24.4 Summary

The filtering process described in this chapter is superior to a less formalized analysis because all potentially useful data are extracted for examination. Less methodical approaches such as searching for specific keywords or extracting only limited file types may miss other important clues. Additionally, comparing the list of filtered files produced using different tools often highlights discrepancies such as incorrect MD5 calculations for some files and deleted files recovered by one tool and not the other. This type of tool validation is recommended for all cases to ensure that the maximum amount of useful data is extracted and that the examiner can explain any discrepancies between tools if the issue arises (e.g. in court).

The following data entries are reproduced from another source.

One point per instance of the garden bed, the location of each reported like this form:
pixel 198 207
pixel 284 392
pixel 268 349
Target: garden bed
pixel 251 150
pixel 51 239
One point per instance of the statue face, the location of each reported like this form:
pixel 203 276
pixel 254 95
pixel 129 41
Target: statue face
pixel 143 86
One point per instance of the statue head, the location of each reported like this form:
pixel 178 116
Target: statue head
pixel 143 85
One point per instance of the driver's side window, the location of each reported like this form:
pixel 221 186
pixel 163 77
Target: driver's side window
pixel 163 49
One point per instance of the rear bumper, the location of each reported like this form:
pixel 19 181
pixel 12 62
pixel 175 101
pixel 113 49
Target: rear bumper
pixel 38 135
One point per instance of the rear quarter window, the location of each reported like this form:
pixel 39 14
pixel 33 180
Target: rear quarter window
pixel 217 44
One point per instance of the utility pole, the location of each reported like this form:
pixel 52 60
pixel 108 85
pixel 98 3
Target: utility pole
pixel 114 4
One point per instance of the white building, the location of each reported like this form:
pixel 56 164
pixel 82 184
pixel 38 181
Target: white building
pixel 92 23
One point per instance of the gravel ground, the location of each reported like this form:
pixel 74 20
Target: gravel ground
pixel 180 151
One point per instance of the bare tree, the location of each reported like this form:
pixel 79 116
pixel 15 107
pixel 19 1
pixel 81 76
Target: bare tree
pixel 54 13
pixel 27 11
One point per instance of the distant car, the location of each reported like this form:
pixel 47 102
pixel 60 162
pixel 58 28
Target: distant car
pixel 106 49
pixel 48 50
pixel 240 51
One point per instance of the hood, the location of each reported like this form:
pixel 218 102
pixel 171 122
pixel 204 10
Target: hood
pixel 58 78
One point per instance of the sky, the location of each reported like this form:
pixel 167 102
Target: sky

Although the filtering process will enable investigators to gain a more complete understanding of the body of digital evidence, this is only the first stage in a thorough forensic analysis. Questions should arise in the investigator's mind while reviewing the evidence and, to answer these questions, it is usually necessary to examine specific aspects of the suspect systems. As discussed throughout the Handbook, there are many other system artifacts that can be useful in an investigation.

Each approach to filtering data has advantages and most people will find that it is desirable to combine command line and GUI approaches.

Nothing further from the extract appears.